Last week in scylladb.git master (issue #164; 2023-01-22)

This short report brings to light some interesting commits to scylladb.git master from the last week. Commits in the abc43f97c9…ebc100f74f range are covered.

There were 121 non-merge commits from 20 authors in that period. Some notable commits:

Automatically parallelized query aggregation used a node-local clock for timeouts, rather than the standard clock. This meant that automatically parallelized queries would fail, unless the nodes were started at the same time. This is now fixed.

It is now possible to replace a node by mentioning its host id, rather then its IP address. This is useful in a container environments, where IP addresses are transient.

“Unset” values are an obscure prepared statement feature that allows only some columns in an UPDATE or INSERT statement to be modified. It was a source of minor bugs and inconvenience in code. The feature has been refactored so it has less impact on the code and is more robust.

USING TIMESTAMP allows setting the mutation timestamp on a CQL statement level. It has a sanity check that prevents setting timestamps in the future, as these can be hard to delete, but sometimes one wishes to do so anyway. There is now a configuration option that allows disabling the feature.

During startup, ScyllaDB makes sstables conform to the compaction strategy in a process called reshaping, so that future reads will perform will. It is now more careful when reshaping Leveled Compaction Strategy tables, to avoid doing unnecessary work.

Lightweight transactions are now more robust when the schema is changed during a transaction.

Raft group 0 (responsible for managing topology and schema) now has improved availability during removenode and decommission.

Alternator, ScyllaDB’s implementation of the DynamoDB protocol, has better validation of malformed base64 encoded values.

The development version number was updated to 5.3.0-dev, marking the beginning of the 5.2 release stabilization cycle.

ScyllaDB carefully measures the memory consumed by queries, and tries to ensure it will not exceed available memory. However, a query’s memory can grow after it already started. If this happens to all concurrently running queries, we may run out. To prevent this, two new safeguards are added: first, when one memory threshold is passed, we pause all queries except one with the intent of completing this one query and releasing memory.
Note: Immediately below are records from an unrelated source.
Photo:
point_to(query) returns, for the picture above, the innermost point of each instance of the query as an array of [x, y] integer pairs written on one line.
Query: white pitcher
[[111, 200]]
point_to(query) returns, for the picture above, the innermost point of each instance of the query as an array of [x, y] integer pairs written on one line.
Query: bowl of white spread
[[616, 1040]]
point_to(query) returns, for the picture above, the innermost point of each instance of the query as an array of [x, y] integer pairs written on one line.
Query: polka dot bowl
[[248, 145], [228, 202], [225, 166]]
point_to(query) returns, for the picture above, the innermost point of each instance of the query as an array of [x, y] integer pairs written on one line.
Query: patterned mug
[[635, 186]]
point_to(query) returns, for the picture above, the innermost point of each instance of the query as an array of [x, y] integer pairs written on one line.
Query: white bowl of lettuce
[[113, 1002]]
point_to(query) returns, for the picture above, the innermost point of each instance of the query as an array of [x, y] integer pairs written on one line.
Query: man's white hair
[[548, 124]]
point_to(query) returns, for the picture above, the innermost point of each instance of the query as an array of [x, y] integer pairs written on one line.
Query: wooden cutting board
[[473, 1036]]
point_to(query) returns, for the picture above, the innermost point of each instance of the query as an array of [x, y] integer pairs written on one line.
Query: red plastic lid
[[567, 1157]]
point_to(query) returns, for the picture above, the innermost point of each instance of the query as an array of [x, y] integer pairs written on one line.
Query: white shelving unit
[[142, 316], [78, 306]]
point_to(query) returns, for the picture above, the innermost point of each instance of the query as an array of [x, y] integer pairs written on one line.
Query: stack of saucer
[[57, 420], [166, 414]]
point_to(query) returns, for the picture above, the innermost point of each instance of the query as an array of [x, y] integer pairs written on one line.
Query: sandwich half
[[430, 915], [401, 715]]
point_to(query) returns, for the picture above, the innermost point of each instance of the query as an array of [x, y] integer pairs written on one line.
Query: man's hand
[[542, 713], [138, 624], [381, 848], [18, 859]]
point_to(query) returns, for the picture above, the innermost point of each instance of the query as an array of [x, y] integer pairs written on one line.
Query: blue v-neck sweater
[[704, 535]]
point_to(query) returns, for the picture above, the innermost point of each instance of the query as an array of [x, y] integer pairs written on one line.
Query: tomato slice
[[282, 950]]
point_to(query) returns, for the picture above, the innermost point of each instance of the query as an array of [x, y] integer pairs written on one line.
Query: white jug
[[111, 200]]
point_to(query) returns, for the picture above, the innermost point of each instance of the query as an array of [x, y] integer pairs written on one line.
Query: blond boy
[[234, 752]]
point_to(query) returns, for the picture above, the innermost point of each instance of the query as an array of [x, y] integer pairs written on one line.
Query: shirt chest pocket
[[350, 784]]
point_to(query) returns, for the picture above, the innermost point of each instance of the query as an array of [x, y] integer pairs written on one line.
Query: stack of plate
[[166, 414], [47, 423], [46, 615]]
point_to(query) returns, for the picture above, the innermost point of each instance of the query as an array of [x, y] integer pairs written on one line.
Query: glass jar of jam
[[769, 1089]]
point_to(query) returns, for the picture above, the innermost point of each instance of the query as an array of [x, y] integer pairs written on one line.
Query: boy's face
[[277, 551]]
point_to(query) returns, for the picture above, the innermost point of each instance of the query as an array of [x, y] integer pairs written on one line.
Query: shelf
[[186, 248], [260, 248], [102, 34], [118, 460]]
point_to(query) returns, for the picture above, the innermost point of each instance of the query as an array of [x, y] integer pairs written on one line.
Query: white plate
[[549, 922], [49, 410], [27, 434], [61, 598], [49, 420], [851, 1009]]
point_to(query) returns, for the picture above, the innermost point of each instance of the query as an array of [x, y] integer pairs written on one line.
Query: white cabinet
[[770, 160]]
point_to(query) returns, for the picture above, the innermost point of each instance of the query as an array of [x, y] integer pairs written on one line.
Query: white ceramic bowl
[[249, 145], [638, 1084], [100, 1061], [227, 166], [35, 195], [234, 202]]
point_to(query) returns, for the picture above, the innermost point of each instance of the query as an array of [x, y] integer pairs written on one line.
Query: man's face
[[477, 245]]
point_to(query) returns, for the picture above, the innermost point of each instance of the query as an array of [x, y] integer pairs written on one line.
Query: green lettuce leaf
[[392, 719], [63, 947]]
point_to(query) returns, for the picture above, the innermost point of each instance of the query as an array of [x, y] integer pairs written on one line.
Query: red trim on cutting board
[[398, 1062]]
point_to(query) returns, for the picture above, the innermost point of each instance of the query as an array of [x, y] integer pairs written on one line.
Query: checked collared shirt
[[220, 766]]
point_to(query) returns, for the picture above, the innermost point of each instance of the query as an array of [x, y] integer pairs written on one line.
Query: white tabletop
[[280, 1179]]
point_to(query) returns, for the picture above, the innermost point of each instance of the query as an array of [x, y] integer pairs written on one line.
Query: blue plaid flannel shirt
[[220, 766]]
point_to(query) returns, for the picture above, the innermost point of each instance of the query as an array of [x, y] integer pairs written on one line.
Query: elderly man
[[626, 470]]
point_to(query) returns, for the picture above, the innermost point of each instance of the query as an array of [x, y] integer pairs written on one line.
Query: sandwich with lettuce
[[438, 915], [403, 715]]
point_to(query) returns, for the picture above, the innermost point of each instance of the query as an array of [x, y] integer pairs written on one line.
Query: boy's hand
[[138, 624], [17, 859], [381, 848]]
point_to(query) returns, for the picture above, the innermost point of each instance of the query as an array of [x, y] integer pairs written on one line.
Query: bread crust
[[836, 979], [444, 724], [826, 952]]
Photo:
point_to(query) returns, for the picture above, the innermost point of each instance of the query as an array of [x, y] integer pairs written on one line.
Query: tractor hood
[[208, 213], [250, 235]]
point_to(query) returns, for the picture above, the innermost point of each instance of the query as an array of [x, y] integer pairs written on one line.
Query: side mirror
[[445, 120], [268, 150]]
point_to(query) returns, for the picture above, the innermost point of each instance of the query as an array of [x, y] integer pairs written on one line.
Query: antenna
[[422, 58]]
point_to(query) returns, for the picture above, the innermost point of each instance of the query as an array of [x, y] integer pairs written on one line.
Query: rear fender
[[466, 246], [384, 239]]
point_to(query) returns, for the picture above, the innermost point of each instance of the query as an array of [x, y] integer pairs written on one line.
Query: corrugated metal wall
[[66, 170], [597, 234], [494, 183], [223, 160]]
If this doesn’t help and memory grows even further, we fail all other queries with the intent of letting one succeed, with the rest retried later.

Alternator table name validation has been optimized.

The ScyllaDB source base contains several performance microbenchmarks. These are now integrated into the main Scylla binary as subcommands, so they can be run on any machine where ScyllaDB is installed e.g. scylla perf_simple_query.

CQL table columns that have the list data type aren’t allowed to contain NULLs, but in certain situations list values in CQL literals or bind variables are allowed to contain NULLs (for example, in LWT IF conditions that use the IN operator). The type system was relaxed to accept NULLs where this is allowed. Previously, these cases were handled by hard-to-maintain workarounds.

See you in the next issue of last week in scylladb.git master!